MacMahon's master theorem

Hi everyone!

Mandatory orz to Elegia whose blog introduced me to MMT as an elegant approach to prove Dixon's identity.

Today, I would like to write about MacMahon's master theorem (MMT). It is a nice result on the intersection of combinatorics and linear algebra that provides an easy proof to some particularly obscure combinatorial identities, such as the Dixon's identity:

$$$ \sum\limits_k (-1)^k \binom{a+b}{a+k} \binom{b+c}{b+k} \binom{c+a}{c+k} = \binom{a+b+c}{a,b,c}. $$$

Besides that, MMT has large implications in Quantum Physics, which we will hopefully discuss. For now, let's formulate MMT.

MMT. Let $$$\mathbf A = [a_{ij}]_{n\times n}$$$, $$$\mathbf X = \operatorname{diag}(x_1,\dots,x_n)$$$, $$$\mathbf t = (t_1,\dots,t_n)$$$, $$$\mathbf x = (x_1,\dots,x_n)$$$ and $$$\mathbf k = (k_1,\dots,k_n) \geq 0$$$. Then,

$$$ \boxed{[\mathbf t^\mathbf k] \prod\limits_{i=1}^n \left(\sum\limits_{j=1}^n a_{ij} t_j\right)^{k_i} = [\mathbf x^\mathbf k] \det(\mathbf I-\mathbf X \mathbf A)^{-1}} $$$

where $$$\mathbf t^\mathbf k$$$ stands for $$$t_1^{k_1} \dots t_n^{k_n}$$$, and $$$\mathbf x^\mathbf k$$$, correspondingly, for $$$x_1^{k_1} \dots x_n^{k_n}$$$, and $$$\mathbf I = [\delta_{ij}]_{n\times n}$$$ is the identity matrix.
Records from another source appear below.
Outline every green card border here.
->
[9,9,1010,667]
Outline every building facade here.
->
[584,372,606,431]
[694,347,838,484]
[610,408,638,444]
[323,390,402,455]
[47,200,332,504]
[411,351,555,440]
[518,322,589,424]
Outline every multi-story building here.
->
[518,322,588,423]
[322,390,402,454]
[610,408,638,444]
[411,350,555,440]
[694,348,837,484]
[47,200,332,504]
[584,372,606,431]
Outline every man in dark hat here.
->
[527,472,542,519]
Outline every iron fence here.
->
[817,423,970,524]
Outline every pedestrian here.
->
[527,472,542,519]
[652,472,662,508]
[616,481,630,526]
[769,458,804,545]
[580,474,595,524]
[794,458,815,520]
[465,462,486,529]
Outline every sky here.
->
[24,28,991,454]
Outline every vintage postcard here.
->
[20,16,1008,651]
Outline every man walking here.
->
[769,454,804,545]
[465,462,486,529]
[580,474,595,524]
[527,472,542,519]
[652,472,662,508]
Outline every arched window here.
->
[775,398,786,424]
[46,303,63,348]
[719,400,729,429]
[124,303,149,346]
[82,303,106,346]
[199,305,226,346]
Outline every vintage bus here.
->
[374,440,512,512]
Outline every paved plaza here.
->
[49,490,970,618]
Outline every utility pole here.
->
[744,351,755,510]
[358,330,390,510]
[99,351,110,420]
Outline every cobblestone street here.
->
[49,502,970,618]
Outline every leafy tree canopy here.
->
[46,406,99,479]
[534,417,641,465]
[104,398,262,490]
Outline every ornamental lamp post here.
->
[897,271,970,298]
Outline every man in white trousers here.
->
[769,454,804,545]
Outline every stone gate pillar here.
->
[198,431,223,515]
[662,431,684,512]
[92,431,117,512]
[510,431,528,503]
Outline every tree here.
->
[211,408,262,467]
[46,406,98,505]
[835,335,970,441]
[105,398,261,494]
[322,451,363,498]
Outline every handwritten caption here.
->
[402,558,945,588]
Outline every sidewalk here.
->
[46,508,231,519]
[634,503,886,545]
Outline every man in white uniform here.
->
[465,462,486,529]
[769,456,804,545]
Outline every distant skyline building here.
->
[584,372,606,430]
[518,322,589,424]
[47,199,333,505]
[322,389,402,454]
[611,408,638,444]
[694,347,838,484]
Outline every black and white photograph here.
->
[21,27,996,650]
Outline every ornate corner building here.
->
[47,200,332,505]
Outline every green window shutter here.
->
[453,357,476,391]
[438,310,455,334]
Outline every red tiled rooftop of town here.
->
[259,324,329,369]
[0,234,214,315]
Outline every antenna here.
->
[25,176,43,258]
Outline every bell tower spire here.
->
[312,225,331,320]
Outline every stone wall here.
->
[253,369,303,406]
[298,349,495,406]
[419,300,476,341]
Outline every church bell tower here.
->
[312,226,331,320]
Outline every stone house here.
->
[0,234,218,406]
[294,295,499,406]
With MMT, the Dixon's identity is proven as elegantly as this:

Proof

Let's now learn how to prove MMT itself.

Variable-less MMT

Now, let's look into MMT and try to understand what does it actually stand for? First of all, we can multiply both sides by $$$\mathbf x^\mathbf k$$$ and sum them up over all $$$\mathbf k \geq 0$$$. In this case, the RHS, by definition, will turn into $$$\det(\mathbf I - \mathbf X \mathbf A)^{-1}$$$, while the LHS will turn into

$$$ \sum\limits_{\mathbf k \geq 0} [\mathbf t^\mathbf k] \prod\limits_{i=1}^n\left(\sum\limits_{j=1}^n a_{ij} x_i t_j\right)^{k_i}. $$$

We can now do the substitution $$$\mathbf B = \mathbf X \mathbf A$$$ and use $$$b_{ij} = a_{ij} x_i$$$ to reformulate MMT in the equivalent form

$$$ \boxed{\sum\limits_{\mathbf k \geq 0} [\mathbf t^\mathbf k] \prod\limits_{i=1}^n \left(\sum\limits_{j=1}^n b_{ij} t_j\right)^{k_i} = \det(\mathbf I - \mathbf B)^{-1}} $$$

This form is more convenient for us to work with, as it doesn't depend on any variables in RHS.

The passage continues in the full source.